Laser line scanning for fluorescence reflectance imaging: a phantom study and in vivo validation of the enhancement of contrast and resolution.

Intraoperative fluorescence imaging in reflectance geometry is an attractive imaging modality to noninvasively monitor fluorescence-targeted tumors. In some situations, this kind of imaging suffers from poor resolution due to the diffusive nature of photons in tissue. The objective of the proposed technique is to tackle this limitation. It relies on the scanning of the medium with a laser line illumination and the acquisition of images at each position of excitation. The detection scheme proposed takes advantage of the stack of images acquired to enhance the resolution and the contrast of the final image. The experimental protocol is described to fully understand why we overpass the classical limits and validate the scheme on tissue-like phantoms and in vivo with a preliminary testing. The results are compared with those obtained with a classical wide-field illumination.

Time-resolved diffuse optical tomography using fast-gated single-photon avalanche diodes.

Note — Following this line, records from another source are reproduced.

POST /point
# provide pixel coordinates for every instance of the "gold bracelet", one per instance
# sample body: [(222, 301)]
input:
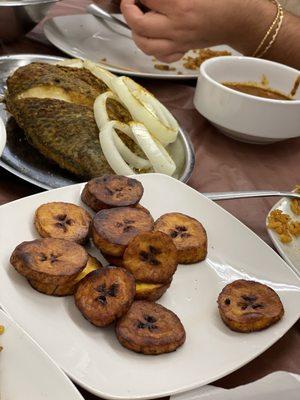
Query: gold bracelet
[(276, 24)]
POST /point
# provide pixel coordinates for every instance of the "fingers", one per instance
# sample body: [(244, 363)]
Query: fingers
[(151, 24), (156, 47), (160, 6)]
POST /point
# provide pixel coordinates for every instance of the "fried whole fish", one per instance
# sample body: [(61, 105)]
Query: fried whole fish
[(54, 106), (63, 132), (52, 81)]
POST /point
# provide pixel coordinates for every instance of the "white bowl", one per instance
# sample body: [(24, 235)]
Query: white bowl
[(245, 117)]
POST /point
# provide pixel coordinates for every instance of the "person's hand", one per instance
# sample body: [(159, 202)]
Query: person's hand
[(175, 26)]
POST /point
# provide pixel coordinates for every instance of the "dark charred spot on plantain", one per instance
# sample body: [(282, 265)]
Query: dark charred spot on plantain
[(42, 257), (108, 190), (249, 302), (180, 231), (63, 222), (150, 255), (111, 291), (53, 258), (126, 225), (249, 299), (148, 323)]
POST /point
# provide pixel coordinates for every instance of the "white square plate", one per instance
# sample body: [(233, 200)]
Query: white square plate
[(26, 371), (290, 252), (94, 358), (84, 36)]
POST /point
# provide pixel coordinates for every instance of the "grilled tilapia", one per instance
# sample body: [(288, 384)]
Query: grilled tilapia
[(54, 106), (63, 132)]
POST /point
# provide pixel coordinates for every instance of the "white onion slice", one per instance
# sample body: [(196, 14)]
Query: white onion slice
[(100, 73), (115, 151), (157, 155), (73, 62), (100, 110), (146, 109)]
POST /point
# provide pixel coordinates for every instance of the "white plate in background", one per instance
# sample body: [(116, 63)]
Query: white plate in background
[(290, 252), (85, 36), (93, 357), (26, 371)]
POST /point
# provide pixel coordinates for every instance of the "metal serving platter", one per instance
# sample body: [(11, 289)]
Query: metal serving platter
[(23, 160)]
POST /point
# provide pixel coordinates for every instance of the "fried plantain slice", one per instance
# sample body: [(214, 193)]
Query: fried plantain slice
[(116, 261), (150, 291), (144, 291), (150, 328), (49, 260), (113, 228), (112, 191), (63, 221), (105, 295), (247, 306), (69, 288), (151, 257), (188, 235)]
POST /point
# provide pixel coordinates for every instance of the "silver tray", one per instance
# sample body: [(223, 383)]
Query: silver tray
[(24, 161)]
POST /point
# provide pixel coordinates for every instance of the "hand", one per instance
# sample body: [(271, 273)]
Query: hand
[(175, 26)]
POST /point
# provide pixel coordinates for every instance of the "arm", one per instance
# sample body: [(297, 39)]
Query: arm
[(176, 26)]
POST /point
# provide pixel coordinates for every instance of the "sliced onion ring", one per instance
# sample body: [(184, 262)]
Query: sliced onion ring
[(146, 109), (100, 110), (100, 73), (116, 152), (73, 62), (157, 155)]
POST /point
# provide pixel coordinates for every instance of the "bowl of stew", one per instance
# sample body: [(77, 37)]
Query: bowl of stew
[(250, 99)]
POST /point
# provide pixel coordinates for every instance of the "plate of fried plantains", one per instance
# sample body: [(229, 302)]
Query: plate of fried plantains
[(140, 287)]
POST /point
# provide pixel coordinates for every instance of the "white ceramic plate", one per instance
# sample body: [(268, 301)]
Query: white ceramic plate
[(93, 357), (290, 252), (84, 36), (26, 371)]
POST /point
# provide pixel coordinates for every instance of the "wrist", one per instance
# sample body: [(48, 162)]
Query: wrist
[(247, 22)]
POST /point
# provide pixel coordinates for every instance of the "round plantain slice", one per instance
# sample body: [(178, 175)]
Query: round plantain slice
[(150, 291), (112, 229), (49, 260), (188, 235), (69, 288), (63, 221), (144, 291), (105, 295), (247, 306), (150, 328), (116, 261), (112, 191), (151, 257)]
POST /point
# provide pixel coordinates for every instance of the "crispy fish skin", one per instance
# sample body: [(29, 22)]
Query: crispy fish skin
[(81, 91), (86, 76), (63, 132)]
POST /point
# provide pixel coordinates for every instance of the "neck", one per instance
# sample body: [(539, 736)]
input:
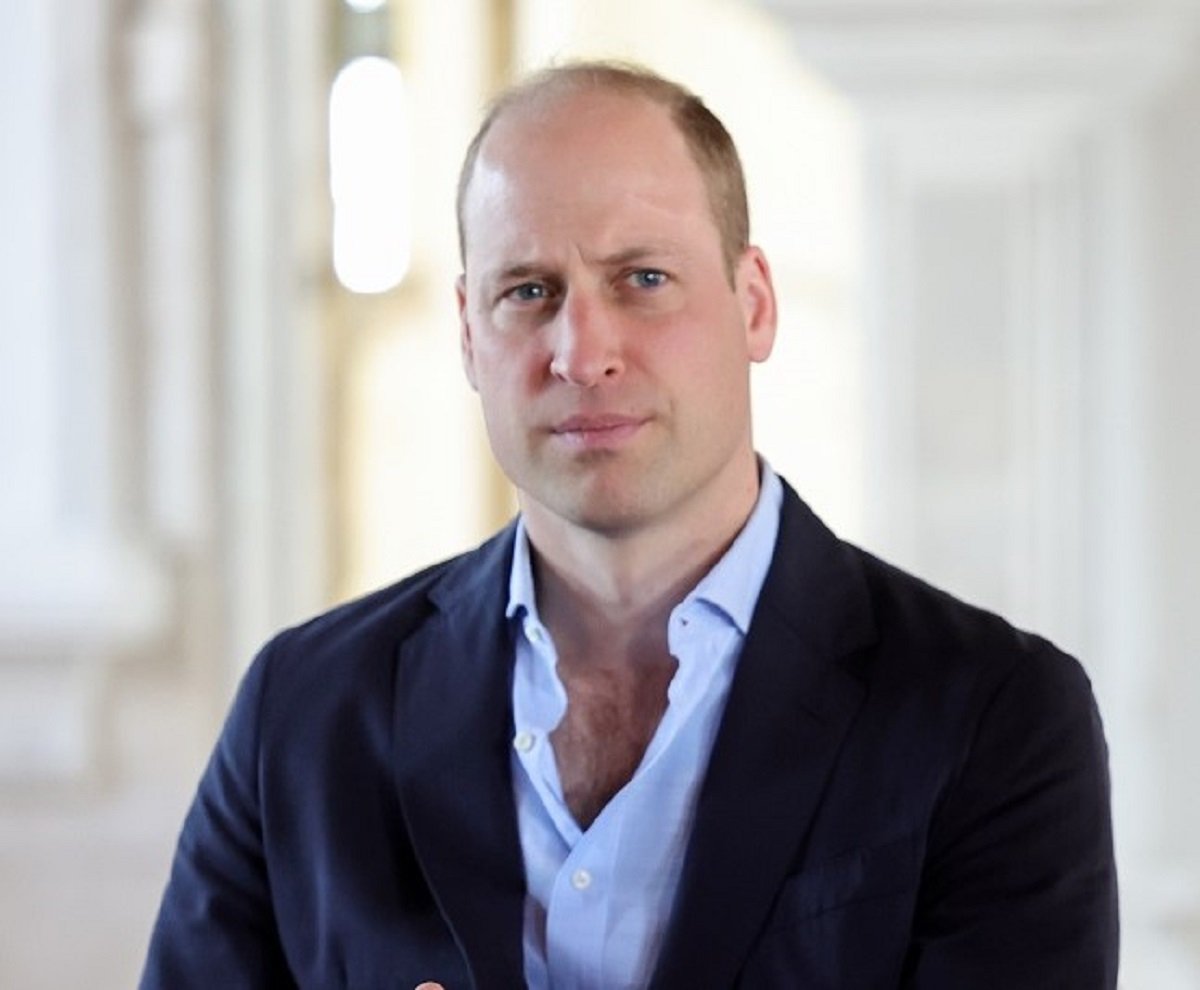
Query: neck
[(611, 594)]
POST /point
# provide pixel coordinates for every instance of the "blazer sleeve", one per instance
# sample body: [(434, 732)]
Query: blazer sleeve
[(216, 925), (1019, 887)]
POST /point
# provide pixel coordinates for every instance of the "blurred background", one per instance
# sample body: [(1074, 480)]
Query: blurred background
[(229, 384)]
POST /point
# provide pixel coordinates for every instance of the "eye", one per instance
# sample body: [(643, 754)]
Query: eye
[(528, 292), (648, 277)]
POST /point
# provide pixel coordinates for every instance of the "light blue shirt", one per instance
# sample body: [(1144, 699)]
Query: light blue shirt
[(599, 900)]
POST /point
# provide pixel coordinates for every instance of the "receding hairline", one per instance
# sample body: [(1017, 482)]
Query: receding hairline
[(708, 142)]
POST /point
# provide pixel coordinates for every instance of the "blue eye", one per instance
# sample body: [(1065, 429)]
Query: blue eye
[(528, 292), (648, 279)]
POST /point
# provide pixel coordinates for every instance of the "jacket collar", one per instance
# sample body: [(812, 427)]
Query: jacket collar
[(793, 697), (453, 732)]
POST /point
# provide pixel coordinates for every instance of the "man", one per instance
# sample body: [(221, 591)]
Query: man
[(665, 730)]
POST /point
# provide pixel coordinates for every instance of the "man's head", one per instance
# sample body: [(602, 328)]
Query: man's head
[(605, 324), (708, 142)]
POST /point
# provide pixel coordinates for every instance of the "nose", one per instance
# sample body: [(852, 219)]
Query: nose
[(587, 341)]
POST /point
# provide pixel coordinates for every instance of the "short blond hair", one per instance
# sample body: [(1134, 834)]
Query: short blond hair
[(709, 143)]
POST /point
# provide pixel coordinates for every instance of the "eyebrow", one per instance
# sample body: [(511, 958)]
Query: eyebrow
[(623, 257)]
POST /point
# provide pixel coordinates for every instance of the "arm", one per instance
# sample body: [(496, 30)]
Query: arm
[(216, 925), (1019, 887)]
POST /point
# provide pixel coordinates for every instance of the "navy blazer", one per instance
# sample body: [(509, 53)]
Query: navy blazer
[(904, 792)]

We present the first experimental results of reflectance Diffuse Optical Tomography (DOT) performed with a fast-gated single-photon avalanche diode (SPAD) coupled to a time-correlated single-photon counting system. The Mellin-Laplace transform was employed to process time-resolved data. We compare the performances of the SPAD operated in the gated mode vs. the non-gated mode for the detection and localization of an absorbing inclusion deeply embedded in a turbid medium for 5 and 15 mm interfiber distances. We demonstrate that, for a given acquisition time, the gated mode enables the detection and better localization of deeper absorbing inclusions than the non-gated mode. These results obtained on phantoms demonstrate the efficacy of time-resolved DOT at small interfiber distances. By achieving depth sensitivity with limited acquisition times, the gated mode increases the relevance of reflectance DOT at small interfiber distance for clinical applications.